LDGNet tackles the challenge of efficient optical remote-sensing change detection by introducing absolute-difference guided encoding and decoding. It employs a Difference Guidance Module (DGM) to progressively bias a lightweight encoder with multi-scale difference features and a Difference-Aware Dynamic Fusion (DADF) module powered by a Visual State Space Model (VSSM) for targeted, low-cost fusion in decoding. The approach delivers competitive or superior performance with only 3.43M parameters and 1.12G FLOPs across four public datasets, while robustly suppressing noise and background interference. This work enables practical edge deployment by balancing accuracy and computational efficiency in land-cover change analysis.

Abstract

With the rapid advancement of deep learning, the field of change detection (CD) in remote sensing imagery has achieved remarkable progress.

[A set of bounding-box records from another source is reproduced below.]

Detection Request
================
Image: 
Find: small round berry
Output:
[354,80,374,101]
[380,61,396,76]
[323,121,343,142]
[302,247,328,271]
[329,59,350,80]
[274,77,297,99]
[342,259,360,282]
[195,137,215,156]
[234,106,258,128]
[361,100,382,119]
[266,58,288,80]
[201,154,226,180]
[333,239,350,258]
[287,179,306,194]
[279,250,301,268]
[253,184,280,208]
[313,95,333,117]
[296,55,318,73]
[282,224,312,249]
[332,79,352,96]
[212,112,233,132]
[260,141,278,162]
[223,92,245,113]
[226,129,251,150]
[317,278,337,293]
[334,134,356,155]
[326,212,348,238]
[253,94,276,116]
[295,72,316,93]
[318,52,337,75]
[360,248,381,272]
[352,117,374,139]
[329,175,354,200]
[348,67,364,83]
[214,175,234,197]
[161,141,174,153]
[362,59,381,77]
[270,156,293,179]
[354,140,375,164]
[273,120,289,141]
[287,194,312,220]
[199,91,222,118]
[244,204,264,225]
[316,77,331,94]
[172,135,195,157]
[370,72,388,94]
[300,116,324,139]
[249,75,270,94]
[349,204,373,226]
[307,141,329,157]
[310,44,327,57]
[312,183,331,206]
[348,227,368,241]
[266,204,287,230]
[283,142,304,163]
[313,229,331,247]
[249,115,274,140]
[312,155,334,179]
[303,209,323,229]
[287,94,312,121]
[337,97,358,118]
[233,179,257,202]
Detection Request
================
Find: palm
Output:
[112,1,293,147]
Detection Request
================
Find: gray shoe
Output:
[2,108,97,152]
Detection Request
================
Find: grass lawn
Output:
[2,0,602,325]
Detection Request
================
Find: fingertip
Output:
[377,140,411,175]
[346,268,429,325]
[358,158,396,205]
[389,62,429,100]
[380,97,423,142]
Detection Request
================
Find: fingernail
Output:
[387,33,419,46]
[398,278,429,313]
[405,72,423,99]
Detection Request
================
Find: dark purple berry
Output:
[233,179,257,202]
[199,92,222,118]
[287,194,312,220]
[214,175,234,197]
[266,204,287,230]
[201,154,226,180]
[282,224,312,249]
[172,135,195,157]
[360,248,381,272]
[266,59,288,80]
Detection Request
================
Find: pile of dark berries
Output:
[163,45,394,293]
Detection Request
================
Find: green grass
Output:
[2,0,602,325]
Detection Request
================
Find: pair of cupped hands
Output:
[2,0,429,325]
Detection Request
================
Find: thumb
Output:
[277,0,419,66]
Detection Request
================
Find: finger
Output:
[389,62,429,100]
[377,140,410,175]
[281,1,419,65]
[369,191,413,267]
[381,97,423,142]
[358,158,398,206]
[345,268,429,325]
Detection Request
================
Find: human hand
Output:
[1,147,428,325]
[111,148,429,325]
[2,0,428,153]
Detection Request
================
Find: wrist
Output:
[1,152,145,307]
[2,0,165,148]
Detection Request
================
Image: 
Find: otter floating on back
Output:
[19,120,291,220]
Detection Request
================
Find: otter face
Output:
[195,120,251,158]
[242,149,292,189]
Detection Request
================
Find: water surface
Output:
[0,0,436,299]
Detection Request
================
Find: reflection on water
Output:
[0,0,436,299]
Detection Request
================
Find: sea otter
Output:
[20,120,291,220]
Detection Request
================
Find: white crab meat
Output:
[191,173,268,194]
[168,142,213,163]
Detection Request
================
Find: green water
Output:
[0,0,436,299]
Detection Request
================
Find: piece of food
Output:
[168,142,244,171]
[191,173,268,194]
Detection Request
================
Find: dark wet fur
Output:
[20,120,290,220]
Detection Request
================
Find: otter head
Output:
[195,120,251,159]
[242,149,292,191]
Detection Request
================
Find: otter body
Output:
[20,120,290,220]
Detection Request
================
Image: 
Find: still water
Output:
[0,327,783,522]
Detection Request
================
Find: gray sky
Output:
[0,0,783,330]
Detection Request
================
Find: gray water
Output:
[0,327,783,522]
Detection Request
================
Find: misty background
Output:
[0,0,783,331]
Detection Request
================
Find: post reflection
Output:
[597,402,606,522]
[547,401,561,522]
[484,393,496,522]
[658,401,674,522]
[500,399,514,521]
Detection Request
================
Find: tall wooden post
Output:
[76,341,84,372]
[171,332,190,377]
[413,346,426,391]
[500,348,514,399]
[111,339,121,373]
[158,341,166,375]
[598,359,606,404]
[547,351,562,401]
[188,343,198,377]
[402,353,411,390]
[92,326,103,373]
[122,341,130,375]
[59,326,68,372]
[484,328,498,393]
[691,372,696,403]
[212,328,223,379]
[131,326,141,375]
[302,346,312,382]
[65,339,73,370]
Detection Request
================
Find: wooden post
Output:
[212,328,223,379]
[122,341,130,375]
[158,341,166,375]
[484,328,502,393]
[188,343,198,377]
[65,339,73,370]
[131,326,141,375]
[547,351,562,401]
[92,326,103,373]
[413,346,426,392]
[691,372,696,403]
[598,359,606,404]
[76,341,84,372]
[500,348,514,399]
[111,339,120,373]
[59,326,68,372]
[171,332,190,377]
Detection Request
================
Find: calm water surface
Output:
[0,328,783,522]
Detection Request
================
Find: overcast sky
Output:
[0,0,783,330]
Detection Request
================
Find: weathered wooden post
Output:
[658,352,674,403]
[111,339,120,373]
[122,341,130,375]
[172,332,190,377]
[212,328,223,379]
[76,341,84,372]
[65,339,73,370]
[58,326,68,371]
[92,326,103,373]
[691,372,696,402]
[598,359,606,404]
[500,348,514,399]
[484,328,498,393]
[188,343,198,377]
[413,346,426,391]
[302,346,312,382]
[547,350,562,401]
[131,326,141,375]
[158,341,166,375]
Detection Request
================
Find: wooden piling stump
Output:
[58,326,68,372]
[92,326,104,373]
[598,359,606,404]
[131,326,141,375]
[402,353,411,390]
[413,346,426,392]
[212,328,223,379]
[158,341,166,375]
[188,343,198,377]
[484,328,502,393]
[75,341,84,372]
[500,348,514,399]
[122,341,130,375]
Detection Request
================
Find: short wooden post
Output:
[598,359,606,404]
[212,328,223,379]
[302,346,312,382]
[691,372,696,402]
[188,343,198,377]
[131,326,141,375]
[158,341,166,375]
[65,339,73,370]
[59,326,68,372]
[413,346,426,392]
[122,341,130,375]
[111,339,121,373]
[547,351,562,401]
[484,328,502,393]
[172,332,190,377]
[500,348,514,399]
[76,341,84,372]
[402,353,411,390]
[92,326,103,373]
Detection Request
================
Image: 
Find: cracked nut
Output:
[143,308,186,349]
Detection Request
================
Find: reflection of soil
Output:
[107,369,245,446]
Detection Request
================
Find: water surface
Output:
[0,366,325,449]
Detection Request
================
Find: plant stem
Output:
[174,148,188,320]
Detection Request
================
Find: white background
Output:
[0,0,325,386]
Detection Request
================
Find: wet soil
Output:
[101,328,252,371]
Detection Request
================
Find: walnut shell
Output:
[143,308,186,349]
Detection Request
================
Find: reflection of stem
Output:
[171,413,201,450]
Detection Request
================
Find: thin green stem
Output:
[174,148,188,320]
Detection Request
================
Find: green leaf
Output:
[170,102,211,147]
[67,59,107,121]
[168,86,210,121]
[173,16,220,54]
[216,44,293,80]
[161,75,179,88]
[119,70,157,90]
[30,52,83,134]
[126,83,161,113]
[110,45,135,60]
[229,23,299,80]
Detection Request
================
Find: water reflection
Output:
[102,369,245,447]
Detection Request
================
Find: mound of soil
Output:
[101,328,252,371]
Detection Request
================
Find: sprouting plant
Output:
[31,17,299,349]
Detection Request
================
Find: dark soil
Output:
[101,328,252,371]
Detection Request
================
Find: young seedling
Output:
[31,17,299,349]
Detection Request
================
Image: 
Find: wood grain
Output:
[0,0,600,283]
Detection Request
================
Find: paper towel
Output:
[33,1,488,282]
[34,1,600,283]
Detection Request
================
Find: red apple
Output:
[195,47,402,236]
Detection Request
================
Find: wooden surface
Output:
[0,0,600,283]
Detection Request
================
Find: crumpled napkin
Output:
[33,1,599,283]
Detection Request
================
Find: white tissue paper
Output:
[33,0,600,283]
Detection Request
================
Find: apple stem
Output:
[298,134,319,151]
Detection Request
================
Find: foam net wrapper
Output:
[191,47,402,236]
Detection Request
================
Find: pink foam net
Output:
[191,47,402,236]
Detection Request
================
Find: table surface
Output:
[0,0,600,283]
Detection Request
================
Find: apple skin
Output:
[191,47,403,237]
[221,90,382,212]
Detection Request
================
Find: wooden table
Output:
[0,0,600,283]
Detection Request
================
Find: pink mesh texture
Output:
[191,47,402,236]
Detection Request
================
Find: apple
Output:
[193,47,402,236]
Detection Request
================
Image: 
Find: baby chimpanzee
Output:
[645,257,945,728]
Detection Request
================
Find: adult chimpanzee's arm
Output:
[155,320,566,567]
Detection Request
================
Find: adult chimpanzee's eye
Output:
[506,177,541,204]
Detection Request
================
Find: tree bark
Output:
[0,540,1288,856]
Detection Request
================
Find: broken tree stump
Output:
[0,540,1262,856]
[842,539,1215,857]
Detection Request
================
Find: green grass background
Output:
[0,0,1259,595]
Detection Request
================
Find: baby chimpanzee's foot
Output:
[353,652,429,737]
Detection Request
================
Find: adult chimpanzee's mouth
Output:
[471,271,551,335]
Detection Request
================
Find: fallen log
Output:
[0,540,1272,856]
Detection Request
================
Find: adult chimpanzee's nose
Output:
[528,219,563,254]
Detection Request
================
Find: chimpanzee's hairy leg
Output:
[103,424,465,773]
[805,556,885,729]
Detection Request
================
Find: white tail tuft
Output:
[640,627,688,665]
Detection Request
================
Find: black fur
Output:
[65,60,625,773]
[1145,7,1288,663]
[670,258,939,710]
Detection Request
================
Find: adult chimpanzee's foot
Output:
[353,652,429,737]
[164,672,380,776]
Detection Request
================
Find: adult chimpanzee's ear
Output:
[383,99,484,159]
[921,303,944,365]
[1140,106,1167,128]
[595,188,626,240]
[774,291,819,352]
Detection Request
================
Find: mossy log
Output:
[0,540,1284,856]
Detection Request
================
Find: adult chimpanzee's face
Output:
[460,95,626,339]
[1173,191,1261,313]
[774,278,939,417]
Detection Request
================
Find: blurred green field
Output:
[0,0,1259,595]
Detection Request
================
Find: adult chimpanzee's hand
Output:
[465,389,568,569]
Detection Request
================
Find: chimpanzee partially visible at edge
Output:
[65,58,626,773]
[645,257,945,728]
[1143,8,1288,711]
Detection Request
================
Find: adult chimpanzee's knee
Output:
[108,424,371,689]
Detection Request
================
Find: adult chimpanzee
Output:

Existing change detection methods primarily focus on achieving higher accuracy with increased computational costs and parameter sizes, leaving development of lightweight methods for rapid real-world processing an underexplored challenge. To address this challenge, we propose a Lightweight Difference Guiding Network (LDGNet), leveraging absolute difference image to guide optical remote sensing change detection. First, to enhance the feature representation capability of the lightweight backbone network, we propose the Difference Guiding Module (DGM), which leverages multi-scale features extracted from the absolute difference image to progressively influence the original image encoder at each layer, thereby reinforcing feature extraction. Second, we propose the Difference-Aware Dynamic Fusion (DADF) module with Visual State Space Model (VSSM) for lightweight long-range dependency modeling. The module first uses feature absolute differences to guide VSSM's global contextual modeling of change regions, then employs difference attention to dynamically fuse these long-range features with feature differences, enhancing change semantics while suppressing noise and background. Extensive experiments on multiple datasets demonstrate that our method achieves comparable or superior performance to current state-of-the-art (SOTA) methods requiring several times more computation, while maintaining only 3.43M parameters and 1.12G FLOPs.

Paper Structure

This paper contains 12 sections, 8 equations, 5 figures, 3 tables.

Figures (5)

  • Figure 1: Illustration of our method. (a) represents overall architecture of our network. The encoder consists of an independent difference feature extractor and a Siamese raw image encoder with shared weights. For each layer, the features extracted independently by the difference extractor are applied to the raw image encoder via the DGM. The decoder is composed of four DADF modules. The pre-event and post-event features are weighted with feature differences and fused through the VSS Block, then dynamically combined with feature differences through DFM. After upsampling and summation with the features from the previous layer, the result is fed into the next DADF module. (b) represents the detailed structure of the two components of the DGM: DA and SCA. (c) represents the structure of the DADF and the detailed construction of VSS Block.
  • Figure 2: Qualitative results comparison across four datasets. White represents True Positives (TP), red represents False Positives (FP), green represents False Negatives (FN), and black represents True Negatives (TN). The leftmost three columns show bi-temporal images and ground truth. All method names are labeled in the bottom row. Cases (a)-(b) are from SYSU-CD, (c)-(d) from LEVIR-CD, (e)-(f) from WHU-CD, and (g)-(h) from DSIFN-CD datasets.
  • Figure 3: Comparison of GPU memory consumption across different methods as a function of input image size.
  • Figure 4: Heatmap comparison. Response intensity in shadow areas (marked by red boxes in T2) is weaken.
  • Figure 5: Interference intensity and inference results. X-axis represents the standard deviation of the Gaussian function. Gaussian blur kernel size is fixed at 3×3.